Fortunately, there is hope. ESU and the FED can rescue the technology from the Valley of Death and ensure that others may benefit from Octavius’s work. ESU not only has academic principles to uphold but, as a recipient of federal funding, has federal obligations to meet. If ESU does not terminate its exclusive license with PI and otherwise make the technology available to other licensees, ESU could lose its patent rights and subsequent federal funding. Should ESU fail to act, the FED is empowered by BD to promote the utilization of inventions arising from federally supported research and to protect the public against the nonuse or unreasonable use of such inventions. In the event that the public is deprived of access to a FFI for an unreasonable amount of time, the FED is authorized to exercise its march-in rights and to license the technology to a more diligent licensee.

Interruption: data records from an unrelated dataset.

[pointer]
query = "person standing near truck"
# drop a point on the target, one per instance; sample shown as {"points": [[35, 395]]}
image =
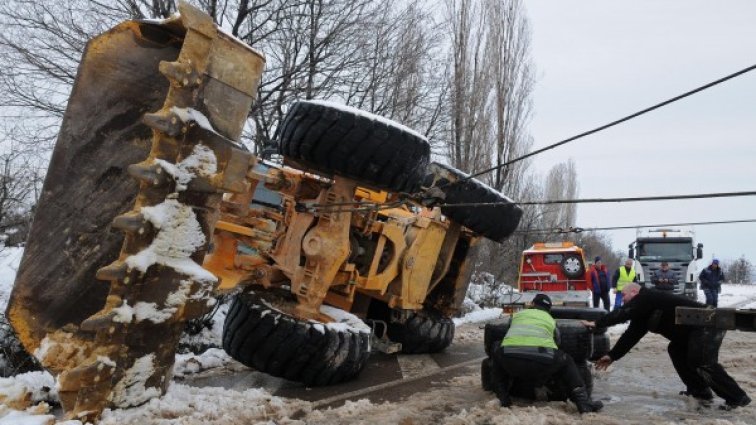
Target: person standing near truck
{"points": [[711, 282], [529, 351], [600, 283], [624, 275]]}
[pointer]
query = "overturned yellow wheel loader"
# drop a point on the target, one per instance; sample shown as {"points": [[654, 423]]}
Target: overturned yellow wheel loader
{"points": [[150, 208]]}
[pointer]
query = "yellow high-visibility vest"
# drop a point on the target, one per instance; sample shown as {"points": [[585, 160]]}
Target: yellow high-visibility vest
{"points": [[531, 328], [625, 277]]}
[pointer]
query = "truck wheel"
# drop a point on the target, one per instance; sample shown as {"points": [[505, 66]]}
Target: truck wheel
{"points": [[495, 222], [275, 343], [577, 340], [334, 139], [573, 266], [485, 374], [493, 333], [424, 332], [601, 346], [580, 313]]}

Notwithstanding the wrath of an angry Sanjani, Parker’s failure to achieve practical application of the cybernetics technology will likely have other consequences beyond the termination (or loss) of the ESU exclusive license. PI might face damages for breach of contract, and Parker himself might be liable for mishandling company assets.[13] In any case, Parker’s hubristic decision to shelve Octavius’s life-changing cybernetics technology is not as simple as his public announcement suggests. Therefore, while Octavius may no longer be a part of Peter Parker’s world, ESU and the FED can ensure that Octavius’s superior legacy lives on.

 

[1] These assumptions describe typical technology transfers. Additionally, I am assuming that Sajani’s and Anna Maria’s continued work on the technology is irrelevant for the scope of this article. Their work has not been approved by Parker or PI. Indeed, they work in secret and have taken great strides to keep it hidden from Parker and the rest of the company. Accordingly, any discussions between Parker, ESU and the FED would be based on Parker’s understanding of the technology’s development, i.e., shelved and no longer pursued.

[2] See generally New York University, University Policies: Statement of Policy on Intellectual Property 1, 4-5 (2012), Columbia University, Appendix D – Statement of Policy on Proprietary Rights in the Intellectual Products of Faculty Activity, and The State University of New York Board of Trustees, Official Compilation of the Codes, Rules, and Regulations of the State of New York, Title J- Patents, Inventions and Copyright Policy § 335.28 (b) (2015).

[3] I am assuming that the technology developed by Octavius and subsequently developed at PI is not the exact technology that drove the villain-Octavius’s arms and that, for patent purposes, the current technology is sufficiently different to warrant patentability.

[4] There is a possibility that Parker was under a similar assignment provision as a Horizon Labs employee. Upon acquisition of Horizon Labs, Tiberius Stone told Octavius that all inventions in production, including Spider-Man technology, were the acquired property of Allan Chemical. However, the cybernetics technology was not then in production. Moreover, it is unclear if Octavius was conducting his research at Horizon Labs or on Spider Island II. Finally, because Stone was fired from Horizon Labs prior to Octavius’s acquisition of Parker’s body, Stone was likely unaware of any cybernetics-related technology Octavius was developing.

[5] Receipt of federal funding does not require universities to retain title. Universities can waive title back to the inventor or to the FED.

[6] The public has paid once in tax dollars and once in suffering a patent monopoly.

[7] Discussed in Part I.

[8] 35 U.S.C. § 200 (2012).

[9] The information required by a university from a licensee in a diligence report often mirrors the information required by the FED.

[10] National Institutes of Health, Office of the Director, Determination in the Case of Petition of CellPro, Inc. 6 (1997).

[11] National Institutes of Health, Office of the Director, In the Case of Xalatan Manufactured by Pfizer, Inc. 6 (2004).

[12] See generally National Institutes of Health, Office of the Director, In the Case of Norvir Manufactured by Abbot Labs., Inc. 4 (2004), and National Institutes of Health, Office of the Director, Determination in the Case of Norvir Manufactured by Abbvie 7 (2013).

[13] Greater discussion of claims against an officer are beyond the scope of this article.